The European idea has already been eroded long ago; now the coronavirus has efficiently added to it again. Not because all states, even EU member states, have temporarily closed their borders – social distancing at state level. At least that made it clear to everybody that borderless freedom of movement in Europe is not to be taken for granted, no basic right that we could demonstrate for and insist upon. The European idea has lost again because the EU became a spectator, while country- and even regional princes, each for himself, rose to being the great organizers of the crisis. The mid-May Forsa opinion poll recorded that, in Germany, all political institutions during the two-month ‘stay home’ rule could win approval, the federal chancellor, regional prime ministers, mayors – except for one single institution: “Only the European Union has lost”, according to DIE WELT on 16.5.2020: “It lost three percentage points and its approval rating is now only 37 per cent.”
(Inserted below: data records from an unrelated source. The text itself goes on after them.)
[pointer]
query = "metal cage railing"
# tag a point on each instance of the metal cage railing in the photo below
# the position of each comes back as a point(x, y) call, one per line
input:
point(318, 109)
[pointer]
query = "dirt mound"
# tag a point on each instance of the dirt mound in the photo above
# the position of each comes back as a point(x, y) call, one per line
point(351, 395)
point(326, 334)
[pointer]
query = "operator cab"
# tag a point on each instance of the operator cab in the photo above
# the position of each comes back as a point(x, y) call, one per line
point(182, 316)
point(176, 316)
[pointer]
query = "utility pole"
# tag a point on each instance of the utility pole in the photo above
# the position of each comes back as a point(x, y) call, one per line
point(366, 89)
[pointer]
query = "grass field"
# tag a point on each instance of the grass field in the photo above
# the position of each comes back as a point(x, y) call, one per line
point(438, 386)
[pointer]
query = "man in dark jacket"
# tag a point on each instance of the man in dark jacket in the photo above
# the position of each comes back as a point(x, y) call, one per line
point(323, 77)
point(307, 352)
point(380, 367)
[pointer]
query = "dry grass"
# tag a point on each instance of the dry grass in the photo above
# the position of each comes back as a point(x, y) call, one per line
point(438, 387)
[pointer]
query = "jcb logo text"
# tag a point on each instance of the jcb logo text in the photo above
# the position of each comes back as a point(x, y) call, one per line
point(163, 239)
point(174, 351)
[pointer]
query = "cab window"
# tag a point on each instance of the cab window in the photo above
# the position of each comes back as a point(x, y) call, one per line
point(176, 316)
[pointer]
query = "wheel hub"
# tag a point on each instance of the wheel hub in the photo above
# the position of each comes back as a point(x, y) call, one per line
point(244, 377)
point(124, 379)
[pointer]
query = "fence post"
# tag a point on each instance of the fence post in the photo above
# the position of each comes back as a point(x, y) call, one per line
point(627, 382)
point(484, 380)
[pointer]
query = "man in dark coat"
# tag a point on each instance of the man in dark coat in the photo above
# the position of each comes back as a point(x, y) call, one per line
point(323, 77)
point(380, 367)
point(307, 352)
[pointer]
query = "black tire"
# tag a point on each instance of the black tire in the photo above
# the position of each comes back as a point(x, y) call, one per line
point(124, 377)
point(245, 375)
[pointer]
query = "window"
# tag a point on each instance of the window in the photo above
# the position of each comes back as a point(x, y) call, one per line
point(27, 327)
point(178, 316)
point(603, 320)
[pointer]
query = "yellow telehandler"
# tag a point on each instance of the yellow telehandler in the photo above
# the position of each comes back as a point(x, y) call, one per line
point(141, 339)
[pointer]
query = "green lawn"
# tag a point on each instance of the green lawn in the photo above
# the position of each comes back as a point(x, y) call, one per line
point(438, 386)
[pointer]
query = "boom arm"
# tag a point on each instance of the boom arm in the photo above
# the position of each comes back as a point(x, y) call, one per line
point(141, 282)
Apparently, the coronavirus has showed us in particular how little the EU member states would hold together and take joint action even in the next crisis. What was no longer a vision for quite a while is now not even utopia any more, but Fata Morgana. In the opinion of the political scientist, Herfried Münkler, “a return to the state and nation” is already apparent (“Der 8. Tag”, Morning Briefing podcast, 15.5.2020). Faced with imminent world disorder, the idea of nation and nation-state seems to promise greater security simply because governments have used the opportunity to prove themselves as responsible crisis managers and also to stage-manage, cue love, pathos, passion, and because courtesy of its dry-as-dust EU bureaucrats’ mode, the EU failed in exactly that.
Should it not have tried to moderate the raging particularism of the nation-states, to coordinate, to provide infrastructure for multilateral discussions, which would at least have made the will for joint action noticeable? Even on 18.5.2020 when Ms Merkel and Mr Macron could force through a decision for a 500 billion euro stimulus package, so for their circumstances a remarkably unified commitment to Europe, no joy emerged anywhere. What actually still needs to happen before the idea of the EU stirs emotions again? Do we just have to wait for the next crisis or, preferably, for a next summer fairy tale that welds us together to a European “we”. I cherish the vision of the United States of Europe, even if I probably won’t be around to experience it myself anymore. And Johan de Blank, my Dutch friend, does too. Anything else would seem to us depressing, negligent, myopic, totally out of the question.